INUNDACIONES
Otra vez creciente y me
resulta imposible no se colme mi mente de diversos recuerdos.
Los primeros recuerdos se
remontan al 59 y aquella fatídica inundación.
El río cada vez se
encontraba más cerca del lugar donde vivíamos por ello pasábamos mucho rato
mirando aquel inmenso caudal de agua hasta que, debido a las abundantes
lluvias, nos debimos evacuar a una chacra.
No era porque el río
llegase hasta la casa donde vivíamos sino porque la abundancia de lluvias hacía
que el techo de la casa no pudiese soportar tanta agua.
El río traía abundante
cantidad de troncos, camalotes y diversos objetos que pasaban raudos frente a
nuestra mirada.
Enterrábamos, en la costa,
diversos palitos que nos servían de indicador del avance del río aunque ello
era una simple manera de hacer algo ya que todo mostraba la prisa de la
creciente.
Luego mis recuerdos se
remontan a la década del ochenta. Ya era cura y estaba en el barrio y pasaba
mucho tiempo recorriendo las carpas de aquellos que no se decidían a abandonar
completamente sus casas.
Por lo menos, desde la
costa, podían observar el avance del agua trepando por las paredes hasta
cubrirlas completamente.
Aquellas carpas tenían una
particularidad puesto no era posible determinar el olor predominante. Entre el
humo y la humedad competían por predominar.
Humo de un constante fogón
dentro o en la puerta de la carpa y una humedad que crecía desde el suelo
embarrado o de las ropas mojadas colgadas dentro de la carpa.
Allí corrían los cuentos,
los mates y, en algunos lugares, algún vino. Los cuentos eran sobre el río,
algunos personajes y las mil anécdotas
que se recordaban o que se inventaban sobre la marcha con tal de estirar horas
que resultaban interminables.
Los niños disfrutaban chapoteando
en el barro y viviendo aquella novedad como un gran juego. Los adultos,
acostumbrados a muchas crecientes, trataban de encontrar anuncios en el río
marrón y hediondo que corría delante de ellos.
El olor a humedad se
quedaba en la carpa pero el olor a humo se prolongaba puesto que uno se lo
llevaba prendido a la ropa y a la piel.
Luego los recuerdos se
hacen más cercanos ya que la creciente no era de río alguno sino de un arroyo
que se adentraba en las últimas casas del barrio.
Lo más llamativo de esa
creciente era la impresionante cantidad de plástico que el arroyo arrastraba o
iba depositando en las ramas de los árboles.
Luego, al volver a su
cauce, aquellos serían árboles navideños
de la miseria o engalanados con la pobreza del incipiente asentamiento.
La marca, dentro del
asentamiento, de la llegada del agua estaba establecida por la mancha de
humedad en las paredes de las casas o por la gran cantidad de botellas y bolsas
de nylon que quedaban en los fondos de los espacios.
Mi recuerdo último se remonta
a los comienzos del 2000. Hacía muy poco había llegado a la ciudad.
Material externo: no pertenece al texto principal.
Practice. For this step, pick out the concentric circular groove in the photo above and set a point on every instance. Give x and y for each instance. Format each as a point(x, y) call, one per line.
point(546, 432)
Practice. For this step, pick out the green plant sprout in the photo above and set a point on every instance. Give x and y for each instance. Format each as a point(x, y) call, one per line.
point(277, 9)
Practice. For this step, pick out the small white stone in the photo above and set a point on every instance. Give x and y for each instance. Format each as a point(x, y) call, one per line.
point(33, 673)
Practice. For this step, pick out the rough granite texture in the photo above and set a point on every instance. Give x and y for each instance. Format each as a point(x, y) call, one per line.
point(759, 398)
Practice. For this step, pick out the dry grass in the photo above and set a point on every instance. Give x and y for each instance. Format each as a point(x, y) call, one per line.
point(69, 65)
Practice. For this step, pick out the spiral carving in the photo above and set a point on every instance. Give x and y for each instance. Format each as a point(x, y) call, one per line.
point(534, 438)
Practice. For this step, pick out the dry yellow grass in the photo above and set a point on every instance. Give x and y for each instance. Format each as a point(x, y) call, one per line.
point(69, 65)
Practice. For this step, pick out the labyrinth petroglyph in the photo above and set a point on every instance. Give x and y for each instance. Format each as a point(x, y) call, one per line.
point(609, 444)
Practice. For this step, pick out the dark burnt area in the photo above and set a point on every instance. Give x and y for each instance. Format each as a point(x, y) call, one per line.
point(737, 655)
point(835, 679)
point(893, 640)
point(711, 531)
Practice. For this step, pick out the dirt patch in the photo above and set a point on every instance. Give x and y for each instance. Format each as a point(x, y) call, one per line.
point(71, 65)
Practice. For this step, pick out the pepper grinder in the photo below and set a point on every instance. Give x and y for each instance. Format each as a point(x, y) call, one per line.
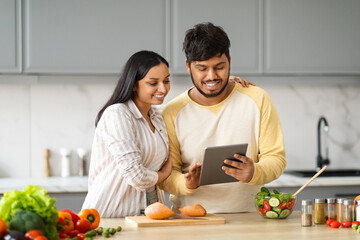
point(82, 163)
point(65, 162)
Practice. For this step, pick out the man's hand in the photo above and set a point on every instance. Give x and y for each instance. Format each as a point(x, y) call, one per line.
point(242, 171)
point(192, 178)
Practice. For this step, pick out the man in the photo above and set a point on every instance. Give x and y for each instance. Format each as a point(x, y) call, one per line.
point(214, 112)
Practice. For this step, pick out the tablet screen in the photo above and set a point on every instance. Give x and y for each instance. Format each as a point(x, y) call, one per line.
point(211, 172)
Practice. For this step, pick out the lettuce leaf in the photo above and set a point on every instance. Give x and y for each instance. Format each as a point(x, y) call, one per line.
point(34, 199)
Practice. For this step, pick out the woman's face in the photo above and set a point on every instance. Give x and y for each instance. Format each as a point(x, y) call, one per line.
point(152, 89)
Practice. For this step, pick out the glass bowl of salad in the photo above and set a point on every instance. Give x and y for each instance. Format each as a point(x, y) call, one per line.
point(275, 205)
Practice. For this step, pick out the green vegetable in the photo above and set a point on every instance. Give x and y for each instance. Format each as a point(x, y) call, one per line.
point(33, 199)
point(272, 214)
point(24, 221)
point(274, 202)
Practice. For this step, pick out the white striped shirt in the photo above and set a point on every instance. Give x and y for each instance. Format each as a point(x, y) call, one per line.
point(123, 160)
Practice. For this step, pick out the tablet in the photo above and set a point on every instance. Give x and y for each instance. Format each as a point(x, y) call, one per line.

Los
evacuados eran, en su gran mayoría gente que habitaba en la cercanía de la
cañada. Los evacuados por el río se arreglaban de alguna otra forma.
Gente que con muy poco
esfuerzo sacaba sus muy pocas pertenencias. El mayor trabajo era trepar por el
barro intentando no resbalarse para no romper o ensuciar objetos deteriorados o
bolsas de nylon con unas prendas de vestir.
Decir creciente es decir
gente que pasa mal. Gente que debe cuidar con mucho esmero lo que poseen. Gente
que, luego, deberá convivir con el olor y la presencia de la humedad. Gente que
perderá algo porque se le romperá o mojará.
Decir creciente es decir
cuidados y solidaridad. Es decir empeños extras y sacrificios prolongados.